Children are now diagnosed with inflammatory bowel disease (IBD) at a rate of about 25%, and this number is rising. As a result, more patients eventually switched to adult care. Although it was uncertain what constitutes success, transition preparedness has been recognized as crucial to accomplishing a successful transition in the research. For a study, researchers sought to provide an overview of the research on the outcomes related to the transition of IBD patients from childhood to adult treatment.

The following procedures were used to perform a scoping review: Developing a research topic, finding pertinent studies, choosing a study, charting the data, compiling, summarizing, and reporting results, and consulting another investigator are the first 6 steps. Studies were found in 5 databases, and they were partially included if they addressed IBD as a disease of interest, defined a successful or unsuccessful transition as the movement and adjustment from pediatric to adult care, and evaluated patient outcomes up to 5 years after the patient’s first adult appointment.

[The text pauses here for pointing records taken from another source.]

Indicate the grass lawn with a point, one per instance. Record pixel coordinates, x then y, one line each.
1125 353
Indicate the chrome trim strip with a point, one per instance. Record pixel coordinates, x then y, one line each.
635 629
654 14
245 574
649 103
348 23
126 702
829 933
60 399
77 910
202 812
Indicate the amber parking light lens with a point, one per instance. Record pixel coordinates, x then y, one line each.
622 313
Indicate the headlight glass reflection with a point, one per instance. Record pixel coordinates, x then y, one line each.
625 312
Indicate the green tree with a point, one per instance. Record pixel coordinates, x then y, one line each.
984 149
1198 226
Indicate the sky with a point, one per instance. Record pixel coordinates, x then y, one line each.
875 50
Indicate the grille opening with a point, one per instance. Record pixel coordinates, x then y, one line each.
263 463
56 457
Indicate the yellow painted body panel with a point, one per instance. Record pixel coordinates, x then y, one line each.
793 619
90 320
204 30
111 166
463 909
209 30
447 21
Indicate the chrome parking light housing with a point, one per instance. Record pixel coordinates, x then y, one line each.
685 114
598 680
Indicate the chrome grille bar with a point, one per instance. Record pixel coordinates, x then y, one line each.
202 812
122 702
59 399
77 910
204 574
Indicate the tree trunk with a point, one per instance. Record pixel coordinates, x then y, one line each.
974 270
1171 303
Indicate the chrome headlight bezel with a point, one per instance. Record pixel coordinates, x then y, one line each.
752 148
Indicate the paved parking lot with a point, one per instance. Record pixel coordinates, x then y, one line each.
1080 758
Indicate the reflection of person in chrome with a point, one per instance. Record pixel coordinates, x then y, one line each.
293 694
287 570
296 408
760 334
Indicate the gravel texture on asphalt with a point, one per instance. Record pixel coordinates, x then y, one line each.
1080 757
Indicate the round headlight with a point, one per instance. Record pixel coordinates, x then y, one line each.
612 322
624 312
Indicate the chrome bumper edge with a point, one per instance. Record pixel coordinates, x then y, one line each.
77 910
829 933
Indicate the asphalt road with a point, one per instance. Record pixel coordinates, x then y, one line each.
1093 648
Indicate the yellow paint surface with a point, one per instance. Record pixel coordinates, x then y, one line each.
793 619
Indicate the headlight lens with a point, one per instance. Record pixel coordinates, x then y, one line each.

There were 26 peer-reviewed studies total. Success in a transition was characterized by four studies and failure in a transition by two research. Six themes emerged from the categorization of transition outcomes: self-efficacy (n = 7), knowledge (n = 5), quality of life (n = 6), being at ease in adult care (n = 4), and health care consumption (n = 19).

The majority of research examined illness management (n = 15) and health care usage (n = 19) as themes for evaluating transition outcomes. In order to establish an agreement on the metrics for successful transitions, future research should concentrate on including patients and providers.